La vida pronto se acaba

lo que paso en esta vida

nomás el recuerdo queda

ya muerto voy a llevarme

nomás un puño de tierra.


That seemed to answer the question.  She would take, not power and position from this life but, like a man shot in the back and falling forward, a fistful of earth.

Various parties embraced as the dancing ended.  The unutterable sadness rose and fell.  A kind of grief spread with the drinking.  Family and guests bonded in their sorrow.  Once more, as at unspecified if not quite unremembered moments in times past, the people of Pueblo Nuevo were together.


Though a river of tears might eventually find its way into the street, la gobernadora left the fiesta alone.  It seemed with her first, not quite bemused steps, that she heard a herd of horses in the distance, a sound unheard in Pueblo Nuevo for a hundred years, and so, though she listened a moment, she dismissed it and trudged on. And on.

She made her way through cold windy streets of brick and stone, left at the corner she had turned at since she could walk independently, up the hill and there he was.  In front of her.  Not some laggard she might have to kick in the ribs and send home.  Nor yet the phantom of recollected glory, the unforgotten trappings of office. 

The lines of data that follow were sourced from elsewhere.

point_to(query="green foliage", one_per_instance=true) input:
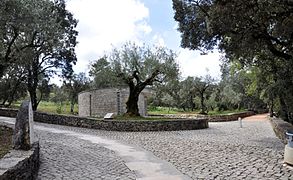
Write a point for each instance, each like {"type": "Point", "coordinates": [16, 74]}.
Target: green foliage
{"type": "Point", "coordinates": [38, 36]}
{"type": "Point", "coordinates": [257, 35]}
{"type": "Point", "coordinates": [137, 67]}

Simply a dog, a street dog, a stray, but no ordinary creature.  For one, he dragged a length of chain so heavy it was inconceivable how it had failed to hold the animal.  More.  The dog had once been white, white as the ghost of a dog she’d once had.  But this creature was no longer white.  It had been graffitied.  Spray painted.  Not with the squiggles squirted on freight cars in the unimaginative north, but marvelously.

de expresión artistica

Leaning close to the once white cur who neither growled nor leered, but gazed up with a look of benign friendliness, la gobernadora saw, or thought she saw, in the adornment spurted upon it, not only the map of the street she was walking, but a rendition of her own small, squeezed house, with its own sweet scent of doom rising into the night.  It was all there.  In black and red on white.


Masterpiece or not, to one side of her humble dwelling, as represented, drifted a dirigible of a soul, wheezing a child’s chubbiness: a floating mine, arms and legs extended at odd angles.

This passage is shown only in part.